Exhibit 10.1
EXECUTION VERSION
FIRST
AMENDMENT TO CREDIT AGREEMENT
THIS FIRST AMENDMENT TO CREDIT AGREEMENT (this Amendment), dated as of
August 2, 2023 (the First Amendment Effective Date), is entered into by and among SJW GROUP, a Delaware corporation, SAN JOSE WATER COMPANY, a California corporation, SJWTX, INC., a Texas corporation, CONNECTICUT WATER
SERVICE, INC., a Connecticut corporation (each, a Borrower), the financial institutions listed on the signature pages hereof and JPMORGAN CHASE BANK, N.A., as Administrative Agent (the Administrative Agent).
Unless otherwise specified herein, capitalized terms used in this Amendment shall have the meanings ascribed to them in the Amended Credit Agreement (as hereinafter defined) as amended hereby.
A. WHEREAS, the Borrower, the Lenders and the Administrative Agent are parties to that certain Credit Agreement dated as of August 2, 2022
(as amended, restated, supplemented or otherwise modified prior to the date hereof, the Existing Credit Agreement, and as amended by this Amendment, the Amended Credit Agreement);
B. WHEREAS, each Borrower has requested that the Lenders and the Administrative Agent agree to extend the Maturity Date and to make certain
other amendments to the Existing Credit Agreement; and
C. WHEREAS, subject to the terms and conditions set forth herein, the
Administrative Agent and the Lenders have agreed to extend the Maturity Date with respect to their Commitments and to amend the Existing Credit Agreement as set forth herein.
NOW, THEREFORE, for and in consideration of the premises and mutual agreements herein contained and for the purposes of setting forth the terms
and conditions of this Amendment and for other valuable consideration, the receipt and sufficiency of which are hereby acknowledged, the parties hereto, intending to be bound, hereby agree as follows:
1. Amendments to Existing Credit Agreement.

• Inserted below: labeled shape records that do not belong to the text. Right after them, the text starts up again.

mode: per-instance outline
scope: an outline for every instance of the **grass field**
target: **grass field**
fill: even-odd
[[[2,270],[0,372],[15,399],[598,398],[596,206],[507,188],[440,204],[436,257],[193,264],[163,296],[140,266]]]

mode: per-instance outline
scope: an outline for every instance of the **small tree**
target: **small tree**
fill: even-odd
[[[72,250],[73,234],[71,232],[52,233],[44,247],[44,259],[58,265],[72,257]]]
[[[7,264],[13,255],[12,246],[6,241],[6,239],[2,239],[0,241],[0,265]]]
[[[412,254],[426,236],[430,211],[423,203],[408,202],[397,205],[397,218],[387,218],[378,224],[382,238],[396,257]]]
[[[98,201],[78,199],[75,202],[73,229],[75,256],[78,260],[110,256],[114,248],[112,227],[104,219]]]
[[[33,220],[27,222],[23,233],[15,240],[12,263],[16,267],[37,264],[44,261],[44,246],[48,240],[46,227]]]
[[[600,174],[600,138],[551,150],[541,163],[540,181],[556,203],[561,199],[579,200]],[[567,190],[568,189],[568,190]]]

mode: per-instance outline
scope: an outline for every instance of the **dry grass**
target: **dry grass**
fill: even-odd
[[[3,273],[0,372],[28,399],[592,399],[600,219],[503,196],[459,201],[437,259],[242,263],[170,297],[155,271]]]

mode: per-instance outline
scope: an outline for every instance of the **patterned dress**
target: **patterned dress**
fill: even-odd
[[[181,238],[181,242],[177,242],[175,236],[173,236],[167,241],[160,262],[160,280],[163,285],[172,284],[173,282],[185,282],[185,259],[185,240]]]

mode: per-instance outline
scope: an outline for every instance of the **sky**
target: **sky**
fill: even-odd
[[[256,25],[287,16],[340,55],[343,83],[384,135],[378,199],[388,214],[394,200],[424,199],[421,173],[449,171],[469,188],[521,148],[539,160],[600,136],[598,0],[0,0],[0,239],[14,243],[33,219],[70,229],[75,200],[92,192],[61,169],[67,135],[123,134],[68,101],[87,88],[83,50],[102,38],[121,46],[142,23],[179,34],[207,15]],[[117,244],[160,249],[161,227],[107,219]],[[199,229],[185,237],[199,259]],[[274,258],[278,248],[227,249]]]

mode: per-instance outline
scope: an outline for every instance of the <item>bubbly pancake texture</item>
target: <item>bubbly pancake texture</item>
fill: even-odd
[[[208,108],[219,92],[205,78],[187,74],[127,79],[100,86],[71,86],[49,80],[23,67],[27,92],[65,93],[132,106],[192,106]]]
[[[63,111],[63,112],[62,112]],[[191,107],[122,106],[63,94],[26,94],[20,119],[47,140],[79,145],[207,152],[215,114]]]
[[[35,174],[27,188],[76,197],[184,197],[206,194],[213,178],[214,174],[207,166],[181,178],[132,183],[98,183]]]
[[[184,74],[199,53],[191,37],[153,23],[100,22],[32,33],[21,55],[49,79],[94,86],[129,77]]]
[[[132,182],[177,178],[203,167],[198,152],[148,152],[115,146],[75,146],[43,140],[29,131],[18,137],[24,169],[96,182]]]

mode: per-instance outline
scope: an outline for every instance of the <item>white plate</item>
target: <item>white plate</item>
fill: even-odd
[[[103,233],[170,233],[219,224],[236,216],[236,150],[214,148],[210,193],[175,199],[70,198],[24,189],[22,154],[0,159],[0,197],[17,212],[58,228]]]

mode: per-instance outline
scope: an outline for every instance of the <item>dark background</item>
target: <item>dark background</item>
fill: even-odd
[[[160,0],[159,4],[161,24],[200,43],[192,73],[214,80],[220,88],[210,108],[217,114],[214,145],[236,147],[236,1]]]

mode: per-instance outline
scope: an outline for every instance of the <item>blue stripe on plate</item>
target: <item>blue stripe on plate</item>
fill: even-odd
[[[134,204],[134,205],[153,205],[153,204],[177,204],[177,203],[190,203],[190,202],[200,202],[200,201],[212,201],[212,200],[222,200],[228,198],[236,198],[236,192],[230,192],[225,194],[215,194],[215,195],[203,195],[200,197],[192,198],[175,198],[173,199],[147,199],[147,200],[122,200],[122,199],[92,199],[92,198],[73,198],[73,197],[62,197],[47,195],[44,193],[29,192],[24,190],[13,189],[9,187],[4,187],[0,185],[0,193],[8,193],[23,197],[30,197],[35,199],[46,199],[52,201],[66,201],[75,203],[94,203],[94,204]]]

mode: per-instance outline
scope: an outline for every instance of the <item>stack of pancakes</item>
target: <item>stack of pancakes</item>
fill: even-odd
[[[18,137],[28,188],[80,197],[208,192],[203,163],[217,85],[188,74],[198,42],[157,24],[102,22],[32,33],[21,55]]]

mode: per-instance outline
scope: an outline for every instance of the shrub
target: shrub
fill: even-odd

Effective as of the First Amendment Effective Date but subject to the satisfaction of the
conditions precedent set forth in Section 2 below, the parties hereto agree that the Existing Credit Agreement is amended as follows:
(a) The definition of Maturity Date appearing in Section 1.01 of the Existing Credit Agreement is amended to
delete the reference to August 2, 2027 appearing therein and to replace such reference with August 2, 2028.
(b) Section 2.12(a) of the Existing Credit Agreement is amended and restated in its entirety as follows:
(a) Each Borrower agrees to pay to the Lender a commitment fee, which shall accrue at the Applicable Rate on the daily amount
of the Available Revolving Commitment of the Lender with respect to the Revolving Sublimit of such Borrower during the period from and including the Effective Date to but excluding the date on which the Lenders Commitment terminates.
Commitment fees accrued through and including the last day of March, June, September and December of each year shall be payable in arrears on the fifteenth day following such last day and on the date on which the Commitments terminate, commencing on
the first such date to occur after the date hereof. All commitment fees shall be computed on the basis of a year of 360 days and shall be payable for the actual number of days elapsed (including the first day but excluding the last day).